Il potere di Maria risplenderà particolarmente negli ultimi tempi dans Avvento Maria-Immacolata

Dio non soltanto pose inimicizia, ma inimicizie, non solo tra Maria e il demonio, ma tra la stirpe della santa Vergine e la stirpe del demonio; cioè Dio pose inimicizie, antipatie e odi segreti tra i veri figli e servi della santa Vergine e i figli e schiavi del diavolo; essi non si amano scambievolmente, né hanno corrispondenza interiore gli uni con gli altri. I figli di Belial, gli schiavi di Satana, gli amici del mondo (perché è la stessa cosa), hanno sempre perseguitato finora e perseguiteranno più che mai quelli che appartengono alla santissima Vergine, come già Caino perseguitò suo fratello Abele, ed Esaù suo fratello Giacobbe, che sono le figure dei reprobi e dei predestinati.

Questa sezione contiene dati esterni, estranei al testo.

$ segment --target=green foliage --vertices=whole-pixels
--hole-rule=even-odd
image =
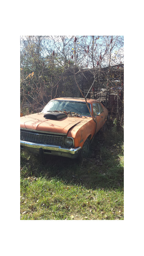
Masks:
[[[80,162],[51,156],[44,165],[22,151],[21,219],[123,219],[123,141],[100,131]]]

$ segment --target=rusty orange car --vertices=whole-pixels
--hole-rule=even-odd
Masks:
[[[21,117],[21,148],[41,156],[86,156],[94,135],[108,116],[101,103],[92,99],[87,102],[89,108],[84,98],[56,98],[41,112]]]

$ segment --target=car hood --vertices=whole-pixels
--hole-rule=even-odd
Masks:
[[[59,120],[51,120],[44,117],[44,113],[37,113],[21,117],[21,128],[67,134],[72,127],[84,119],[67,117]]]

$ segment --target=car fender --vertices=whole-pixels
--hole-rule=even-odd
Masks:
[[[68,133],[68,137],[71,137],[74,139],[75,147],[82,147],[86,139],[90,136],[91,139],[95,133],[95,122],[91,118],[90,118],[88,120],[86,119],[76,125]]]

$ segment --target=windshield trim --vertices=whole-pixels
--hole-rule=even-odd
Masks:
[[[85,103],[86,104],[86,102],[84,102],[84,101],[78,101],[78,102],[77,102],[77,101],[76,101],[76,100],[58,100],[58,99],[52,99],[52,100],[50,100],[50,101],[49,102],[48,102],[48,104],[46,104],[46,106],[45,106],[45,107],[44,108],[45,108],[45,107],[46,107],[46,106],[47,106],[47,105],[48,105],[48,104],[49,104],[49,102],[51,102],[51,101],[54,101],[54,100],[57,100],[57,101],[72,101],[72,102],[83,102],[83,103]],[[90,104],[90,103],[89,103],[89,103],[87,102],[87,104],[89,104],[90,105],[90,112],[91,112],[91,104]],[[44,109],[44,108],[42,109],[42,112],[43,112],[43,110]],[[81,116],[88,116],[88,117],[91,117],[91,116],[90,115],[90,114],[89,116],[88,116],[88,115],[87,115],[87,116],[86,116],[86,115],[80,115]]]

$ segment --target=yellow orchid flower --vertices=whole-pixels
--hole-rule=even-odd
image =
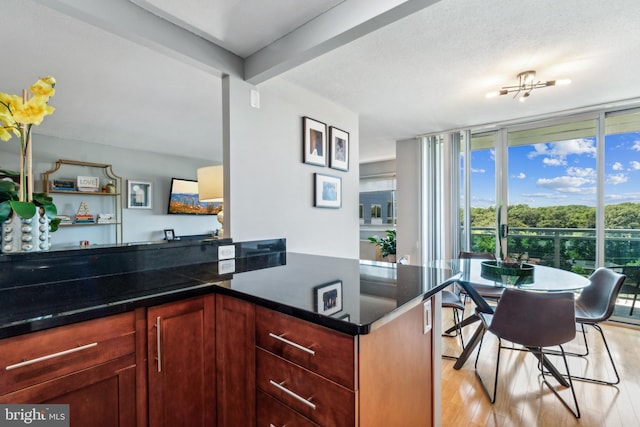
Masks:
[[[11,134],[7,132],[4,127],[0,127],[0,140],[8,141],[11,139]]]
[[[56,93],[54,89],[55,84],[56,80],[53,77],[42,77],[32,84],[31,87],[29,87],[29,90],[35,96],[46,96],[47,98],[50,98]]]

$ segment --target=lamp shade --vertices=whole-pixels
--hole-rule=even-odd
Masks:
[[[221,202],[224,196],[222,165],[198,168],[198,199],[201,202]]]

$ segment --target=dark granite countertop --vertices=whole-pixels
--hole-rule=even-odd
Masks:
[[[241,251],[233,260],[0,287],[0,338],[219,292],[351,335],[442,289],[428,268]],[[327,297],[327,305],[323,303]]]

Ma l’umile Maria avrà sempre vittoria sopra questo superbo, e così grande da giungere fino a schiacciargli la testa ove risiede la sua superbia; scoprirà sempre la sua malizia di serpente; sventerà i suoi piani infernali, dissiperà i suoi consigli diabolici e difenderà fino alla fine del mondo i suoi servi fedeli dai suoi crudeli artigli.

Ma il potere di Maria su tutti i diavoli risplenderà particolarmente negli ultimi tempi, quando Satana tenderà insidie al suo calcagno, cioè ai suoi umili schiavi e ai suoi figli poveri che ella susciterà per fargli guerra. Saranno piccoli e poveri agli occhi del mondo, e bassi davanti a tutti come il calcagno, calpestati e perseguitati come lo è il calcagno rispetto alle altre membra del corpo; ma, in cambio, saranno ricchi della grazia di Dio, che Maria distribuirà loro abbondantemente; grandi ed elevati in santità davanti a Dio, superiori a ogni creatura per il loro zelo ardente, e così fortemente sostenuti dall’aiuto divino, che con l’umiltà del loro calcagno, in unione con Maria, schiacceranno la testa del diavolo e faranno trionfare Gesù Cristo.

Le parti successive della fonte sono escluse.